Smarter Lautsprecher Google Home Max im Test Mehr Bass

Google Home Max: Das ist Alexas Angreifer
Franziska Gabbert/dpa-tmn

2. Teil: "Tut mir leid, da kann ich noch nicht helfen"

Wer will, kann den Home Max auch zur Soundzentrale machen und über USB-C, Mini-Klinke oder Bluetooth andere Tonquellen anschließen - und sie etwas umständlich per "Hey Bubu, schalte auf Aux-Eingang" ansteuern. Auch Drittanbieter-Musik-Apps funktionieren gut, besonders wenn sie eine eingebaute Cast-Funktion haben.

Im Alltag gewöhnt man sich schnell an "Bubu". Einige Dinge lassen sich per Sprache wirklich viel einfacher lösen als per Smartphone. Morgens das Radio anschalten, Nachrichten abhören, Wetterbericht einholen. Praktisch. Auch smarte Lampen, Thermostate und Fernseher lassen sich steuern. Allzu viel sollte man dem Gerät aber nicht zumuten. Denn der Google Assistant im Home Max ist nach wie vor kein wirklicher Assistent im eigentlichen Sinne. Man muss ihm dann doch alles sagen. Und weil die Befehle teils arg eng gefasst sind, braucht es oft mehrere Versuche - häufig gibt es die Antwort "Tut mir leid, da kann ich noch nicht helfen".

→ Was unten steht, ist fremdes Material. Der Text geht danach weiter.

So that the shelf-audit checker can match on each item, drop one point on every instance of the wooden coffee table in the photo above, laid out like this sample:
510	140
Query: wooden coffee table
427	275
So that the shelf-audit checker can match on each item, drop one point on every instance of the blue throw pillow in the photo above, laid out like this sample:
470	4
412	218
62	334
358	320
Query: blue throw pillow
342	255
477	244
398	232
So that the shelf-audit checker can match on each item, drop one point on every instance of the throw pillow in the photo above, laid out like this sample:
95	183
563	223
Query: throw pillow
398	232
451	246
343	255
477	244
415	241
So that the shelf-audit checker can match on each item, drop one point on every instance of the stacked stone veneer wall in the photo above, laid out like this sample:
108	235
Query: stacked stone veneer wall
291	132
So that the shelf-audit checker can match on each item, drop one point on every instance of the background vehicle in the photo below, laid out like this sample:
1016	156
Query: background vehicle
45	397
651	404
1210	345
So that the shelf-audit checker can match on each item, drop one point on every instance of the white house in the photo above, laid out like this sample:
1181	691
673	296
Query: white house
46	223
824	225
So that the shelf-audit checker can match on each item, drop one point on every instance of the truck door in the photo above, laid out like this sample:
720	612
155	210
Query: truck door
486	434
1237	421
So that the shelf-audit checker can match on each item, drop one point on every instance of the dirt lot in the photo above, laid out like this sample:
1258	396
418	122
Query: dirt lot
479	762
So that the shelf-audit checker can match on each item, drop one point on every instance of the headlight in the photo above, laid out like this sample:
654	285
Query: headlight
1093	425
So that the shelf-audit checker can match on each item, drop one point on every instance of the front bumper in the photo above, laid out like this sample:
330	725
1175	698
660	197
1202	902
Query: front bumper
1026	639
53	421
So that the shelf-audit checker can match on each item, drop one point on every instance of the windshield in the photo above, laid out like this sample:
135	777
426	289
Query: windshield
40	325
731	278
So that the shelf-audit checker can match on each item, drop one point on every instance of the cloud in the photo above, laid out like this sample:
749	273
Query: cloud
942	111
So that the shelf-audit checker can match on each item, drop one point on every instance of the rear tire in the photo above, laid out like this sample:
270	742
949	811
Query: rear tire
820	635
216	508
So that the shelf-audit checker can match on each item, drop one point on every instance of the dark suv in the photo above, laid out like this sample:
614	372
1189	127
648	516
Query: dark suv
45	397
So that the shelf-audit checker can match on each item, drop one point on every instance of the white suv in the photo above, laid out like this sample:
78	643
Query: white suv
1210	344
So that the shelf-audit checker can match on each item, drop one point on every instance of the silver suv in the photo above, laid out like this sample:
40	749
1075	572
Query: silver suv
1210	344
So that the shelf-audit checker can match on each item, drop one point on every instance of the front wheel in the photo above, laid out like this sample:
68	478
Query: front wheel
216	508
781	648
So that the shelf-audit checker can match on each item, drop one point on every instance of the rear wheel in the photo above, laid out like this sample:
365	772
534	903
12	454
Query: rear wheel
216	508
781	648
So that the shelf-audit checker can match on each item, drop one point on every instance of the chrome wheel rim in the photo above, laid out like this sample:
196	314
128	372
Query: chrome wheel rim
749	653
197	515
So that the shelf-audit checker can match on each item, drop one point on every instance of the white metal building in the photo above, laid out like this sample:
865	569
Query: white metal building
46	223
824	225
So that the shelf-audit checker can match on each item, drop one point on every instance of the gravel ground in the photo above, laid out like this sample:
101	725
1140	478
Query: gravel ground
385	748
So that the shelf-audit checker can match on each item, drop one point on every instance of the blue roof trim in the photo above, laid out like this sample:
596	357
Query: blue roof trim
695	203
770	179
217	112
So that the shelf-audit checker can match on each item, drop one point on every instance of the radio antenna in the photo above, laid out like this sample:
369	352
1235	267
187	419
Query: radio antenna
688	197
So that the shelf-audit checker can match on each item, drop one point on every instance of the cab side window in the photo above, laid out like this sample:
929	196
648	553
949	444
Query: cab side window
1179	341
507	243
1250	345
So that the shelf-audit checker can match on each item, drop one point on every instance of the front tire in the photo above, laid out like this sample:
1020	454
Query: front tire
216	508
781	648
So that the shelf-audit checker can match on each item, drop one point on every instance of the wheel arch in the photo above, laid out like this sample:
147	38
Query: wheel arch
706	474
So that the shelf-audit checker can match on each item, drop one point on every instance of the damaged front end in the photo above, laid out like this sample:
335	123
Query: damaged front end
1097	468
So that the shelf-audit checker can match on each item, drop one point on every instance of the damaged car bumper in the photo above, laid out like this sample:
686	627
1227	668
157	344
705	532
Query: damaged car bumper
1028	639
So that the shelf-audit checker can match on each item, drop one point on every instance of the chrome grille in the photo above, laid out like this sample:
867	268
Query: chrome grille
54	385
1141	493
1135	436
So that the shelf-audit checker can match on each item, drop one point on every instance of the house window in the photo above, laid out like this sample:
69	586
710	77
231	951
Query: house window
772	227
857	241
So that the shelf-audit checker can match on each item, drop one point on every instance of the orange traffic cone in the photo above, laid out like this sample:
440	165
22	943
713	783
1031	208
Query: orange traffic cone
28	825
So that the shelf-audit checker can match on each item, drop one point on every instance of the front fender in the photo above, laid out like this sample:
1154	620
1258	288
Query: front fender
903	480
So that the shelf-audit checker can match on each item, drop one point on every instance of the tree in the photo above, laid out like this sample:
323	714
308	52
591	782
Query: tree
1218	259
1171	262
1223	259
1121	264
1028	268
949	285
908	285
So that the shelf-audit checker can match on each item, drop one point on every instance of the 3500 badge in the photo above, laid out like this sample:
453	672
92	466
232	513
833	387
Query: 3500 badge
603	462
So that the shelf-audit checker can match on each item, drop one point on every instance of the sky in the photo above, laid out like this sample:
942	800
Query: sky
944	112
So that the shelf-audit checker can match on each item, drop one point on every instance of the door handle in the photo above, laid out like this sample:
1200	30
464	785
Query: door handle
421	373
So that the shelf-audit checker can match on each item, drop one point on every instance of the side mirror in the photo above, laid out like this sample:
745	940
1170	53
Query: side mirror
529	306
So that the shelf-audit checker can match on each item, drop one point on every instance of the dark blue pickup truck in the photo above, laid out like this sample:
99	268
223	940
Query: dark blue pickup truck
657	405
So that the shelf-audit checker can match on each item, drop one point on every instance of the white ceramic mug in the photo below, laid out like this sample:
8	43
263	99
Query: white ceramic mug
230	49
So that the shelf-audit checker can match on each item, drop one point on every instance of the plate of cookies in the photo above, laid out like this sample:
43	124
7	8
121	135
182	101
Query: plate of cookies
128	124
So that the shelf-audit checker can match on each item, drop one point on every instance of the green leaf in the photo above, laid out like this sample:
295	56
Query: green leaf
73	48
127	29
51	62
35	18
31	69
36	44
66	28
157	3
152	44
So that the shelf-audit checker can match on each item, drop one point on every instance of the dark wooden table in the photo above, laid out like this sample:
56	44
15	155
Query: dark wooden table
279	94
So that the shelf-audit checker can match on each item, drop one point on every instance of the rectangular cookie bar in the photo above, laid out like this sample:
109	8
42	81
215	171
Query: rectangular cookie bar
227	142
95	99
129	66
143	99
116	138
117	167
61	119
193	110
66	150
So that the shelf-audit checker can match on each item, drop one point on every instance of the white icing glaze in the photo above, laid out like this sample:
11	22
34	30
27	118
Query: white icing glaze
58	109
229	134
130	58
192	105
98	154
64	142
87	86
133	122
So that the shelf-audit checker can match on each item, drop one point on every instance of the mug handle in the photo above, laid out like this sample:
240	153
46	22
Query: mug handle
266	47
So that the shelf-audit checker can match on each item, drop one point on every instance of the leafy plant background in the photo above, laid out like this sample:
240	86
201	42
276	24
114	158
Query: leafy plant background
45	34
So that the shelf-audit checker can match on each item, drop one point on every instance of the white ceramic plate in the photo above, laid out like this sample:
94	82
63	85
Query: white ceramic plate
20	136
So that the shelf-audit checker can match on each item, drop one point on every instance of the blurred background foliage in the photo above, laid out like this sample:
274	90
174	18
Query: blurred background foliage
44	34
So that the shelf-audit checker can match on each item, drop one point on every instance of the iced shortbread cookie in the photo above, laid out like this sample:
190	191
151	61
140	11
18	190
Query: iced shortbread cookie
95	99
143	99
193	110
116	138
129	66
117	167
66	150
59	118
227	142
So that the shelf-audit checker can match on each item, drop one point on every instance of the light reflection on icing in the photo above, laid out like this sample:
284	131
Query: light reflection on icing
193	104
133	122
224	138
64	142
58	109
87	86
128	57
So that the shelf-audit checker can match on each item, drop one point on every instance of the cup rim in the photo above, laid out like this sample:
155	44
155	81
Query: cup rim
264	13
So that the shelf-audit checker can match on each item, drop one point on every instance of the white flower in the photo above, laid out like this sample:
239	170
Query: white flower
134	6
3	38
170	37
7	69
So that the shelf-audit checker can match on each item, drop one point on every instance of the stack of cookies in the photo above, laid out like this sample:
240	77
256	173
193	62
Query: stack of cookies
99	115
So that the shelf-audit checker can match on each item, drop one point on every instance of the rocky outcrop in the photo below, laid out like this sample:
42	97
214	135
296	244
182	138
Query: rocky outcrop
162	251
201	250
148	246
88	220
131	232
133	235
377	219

Der Google Assistant kann jetzt auch in zwei Sprachen angesteuert werden. Wer genug Englisch kann, stellt es einfach als zweite Sprache ein. Sowohl die Sprachausgabe als auch die Funktionalität sind deutlich besser. Der Klang bleibt derselbe. Wer mag, holt sich noch einen zweiten Home Max und koppelt beide Geräte, so gibt es Stereoton und Multiroom-Sound - und für die Nachbarn doppelt so viel Bass.

Alles in allem ist der Google Home Max eine sinnvolle Erweiterung von Googles Lautsprecher-Portfolio. Der Klang ist in Ordnung, wenn auch etwas basslastig, Einrichtung und Bedienung gehen leicht von der Hand. Wer nicht dauernd mit dem Gerät sprechen will, kann viele Funktionen auch über die Google Home App für iOS und Android regeln. Etwas fraglich ist, ob Google damit im hiesigen Markt den großen Treffer landen wird. Mit 400 Euro pro Stück ist der Home Max nicht gerade im Einsteigersegment angesiedelt und an Konkurrenzprodukten mit Google Assistant, Siri oder Alexa an Bord mangelt es nicht. Ein bisschen Wehmut bleibt nach dem Auszug des Home Max zurück - wenn das Radio am Morgen wieder per Hand gestartet werden muss. Ein wenig. Nur der Nachbar, der vermisst ihn nicht.